Since I am jumping into training at about the halfway point (most marathon plans are 16 weeks long) I don't have to condense these last eight weeks, which is awesome. I had been pondering adding the marathon for a while before signing up two weeks ago, but knew I wanted to sign up for it with enough time to train- safely and with the lowest possible risk of injury.
This will be my fourth marathon. For the first one, I followed Jeff Galloway's Dopey Challenge training plan to the letter. I never missed a single training run, reached all four start lines without injury, and finished each race feeling awesome.
|2014 Dopey Challenge finisher.|
For my second marathon training cycle (Pittsburgh Marathon 2015), I followed a modified Galloway training plan. I also added in several strength training and yoga sessions. Even though I ended up having some feet issues (imagine that, right?!) which kept me from some of my long runs, and I only trained up to 15 miles, I finished Pittsburgh with a new PR and feeling really strong.
|2015 Pittsburgh Steel Challenge (5k + 26.2) finisher.|
My third marathon (WDW Marathon 2017) is actually the only one that I didn't complete as part of a challenge. However, this training cycle proved to be challenging enough! I followed Galloway's Walt Disney World Marathon training plan until early December when I had excruciating, unexplained foot pain that put me in a boot for about three and a half weeks. I was able to run long runs of 13, 15, 17, and 21 miles before the boot. Then I did absolutely no running for almost a month before the race. The actual marathon was painful. Really, really painful. But I finished, upright and smiling.
|2017 WDW Marathon finisher.|
So, with three 26.2 mile journeys under my belt, I wanted to combine everything that's worked for me in the past into this Unofficial Goofy Challenge training plan while still minimizing my risk for injury.
If you google "8 week marathon training," you'll find a variety of training plans. Most of these include 4-5 days a week of running and then another 1-2 days of cross or strength training.
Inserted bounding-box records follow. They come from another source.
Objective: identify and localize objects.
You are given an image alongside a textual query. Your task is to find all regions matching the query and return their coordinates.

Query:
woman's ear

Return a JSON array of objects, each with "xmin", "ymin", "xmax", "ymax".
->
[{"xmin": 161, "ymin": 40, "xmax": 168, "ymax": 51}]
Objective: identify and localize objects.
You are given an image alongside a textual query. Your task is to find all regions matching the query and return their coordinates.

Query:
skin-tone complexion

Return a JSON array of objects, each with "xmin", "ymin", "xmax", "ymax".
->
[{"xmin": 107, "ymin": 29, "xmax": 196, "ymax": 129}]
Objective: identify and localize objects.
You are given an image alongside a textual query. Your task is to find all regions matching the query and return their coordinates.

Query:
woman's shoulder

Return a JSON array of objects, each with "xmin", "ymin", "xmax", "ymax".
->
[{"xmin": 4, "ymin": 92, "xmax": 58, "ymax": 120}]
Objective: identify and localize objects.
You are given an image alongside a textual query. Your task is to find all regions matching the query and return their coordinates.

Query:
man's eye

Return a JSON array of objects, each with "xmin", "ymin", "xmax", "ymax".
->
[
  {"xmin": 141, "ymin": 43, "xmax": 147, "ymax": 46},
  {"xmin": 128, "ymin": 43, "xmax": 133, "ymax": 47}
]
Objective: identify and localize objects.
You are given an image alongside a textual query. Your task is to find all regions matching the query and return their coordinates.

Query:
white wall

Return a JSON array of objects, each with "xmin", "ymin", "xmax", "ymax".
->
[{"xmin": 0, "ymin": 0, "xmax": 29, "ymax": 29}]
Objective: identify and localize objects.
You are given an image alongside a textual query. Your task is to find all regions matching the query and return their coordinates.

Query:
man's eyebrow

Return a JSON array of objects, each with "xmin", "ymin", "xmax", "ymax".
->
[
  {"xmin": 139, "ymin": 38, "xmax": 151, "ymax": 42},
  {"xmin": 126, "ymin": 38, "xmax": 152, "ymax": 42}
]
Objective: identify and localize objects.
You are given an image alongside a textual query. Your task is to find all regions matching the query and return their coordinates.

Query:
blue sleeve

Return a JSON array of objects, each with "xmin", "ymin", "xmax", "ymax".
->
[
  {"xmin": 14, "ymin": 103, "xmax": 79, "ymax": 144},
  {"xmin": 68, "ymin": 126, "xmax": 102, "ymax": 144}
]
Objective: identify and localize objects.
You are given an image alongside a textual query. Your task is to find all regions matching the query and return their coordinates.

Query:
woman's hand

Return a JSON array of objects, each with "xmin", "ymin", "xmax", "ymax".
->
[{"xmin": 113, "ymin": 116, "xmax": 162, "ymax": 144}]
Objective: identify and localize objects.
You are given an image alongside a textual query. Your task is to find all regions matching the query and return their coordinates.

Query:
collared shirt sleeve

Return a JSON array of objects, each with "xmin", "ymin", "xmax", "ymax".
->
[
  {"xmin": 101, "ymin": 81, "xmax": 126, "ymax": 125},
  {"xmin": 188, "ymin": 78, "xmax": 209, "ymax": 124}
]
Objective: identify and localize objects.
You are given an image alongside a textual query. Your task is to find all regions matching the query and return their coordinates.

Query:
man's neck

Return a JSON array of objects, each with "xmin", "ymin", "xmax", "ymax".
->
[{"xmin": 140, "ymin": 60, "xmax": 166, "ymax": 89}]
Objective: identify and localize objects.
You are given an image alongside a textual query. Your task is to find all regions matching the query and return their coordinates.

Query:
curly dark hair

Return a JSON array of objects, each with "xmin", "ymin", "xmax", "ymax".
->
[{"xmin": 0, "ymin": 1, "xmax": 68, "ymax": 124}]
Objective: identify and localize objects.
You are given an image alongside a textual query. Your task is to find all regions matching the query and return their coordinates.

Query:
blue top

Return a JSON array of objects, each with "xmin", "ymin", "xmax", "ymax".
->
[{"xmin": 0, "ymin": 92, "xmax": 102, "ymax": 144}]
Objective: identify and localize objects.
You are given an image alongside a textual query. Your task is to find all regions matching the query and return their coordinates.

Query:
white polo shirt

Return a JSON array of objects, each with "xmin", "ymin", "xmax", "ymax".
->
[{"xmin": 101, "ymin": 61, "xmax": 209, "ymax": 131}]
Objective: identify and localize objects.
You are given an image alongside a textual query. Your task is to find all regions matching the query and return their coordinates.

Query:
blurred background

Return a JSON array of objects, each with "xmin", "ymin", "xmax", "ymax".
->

However, with my injury history, there's no way I'm running more than 3-4 times a week so none of these plans will work for me.
I created my own 8-week plan using Galloway's Goofy Challenge training plan as an outline, basically matching up the three remaining long run distances with weekends that would work with my calendar. Also similarly to Galloway's plan, on the off-long run weeks, I have planned for 6-10 miles on consecutive days to get my legs used to running tired.
|I will be earning my turkey in a few weeks, that's for sure!|
In addition to the long runs, I scheduled two, 30-45 minute easy conditioning runs and one cross-training/strength session per week. An important part of any training plan is flexibility- this plan should allow me to get in the miles needed to finish the races but also allow me to move things around if needed.
|All I want for Christmas is to enjoy those 18-20 miles :-)|
You may notice that the most mileage I'll run is only 18-20 miles. I've been doing some research about how far one should train up to for a marathon and there are a couple schools of thought. Some folks think you should run at least three, 20+ mile runs. Some folks think you can successfully train by only running three, 16-17 mile runs. Since this is my fourth marathon, I'm ok doing three, 17+ mile runs to prepare for the race weekend.
|Any training plan with Disney characters is my kinda plan :-)|
Will I go into Walt Disney World Marathon a bit under-trained? Perhaps.
But, I'd much rather get to the starting line a little under-trained and healthy than potentially miss the races by training too hard or running too much. I'm hopeful this plan will get me to the goal: finish both races upright and smiling!
How do you train for races? Do you follow someone else's plan or do you create your own?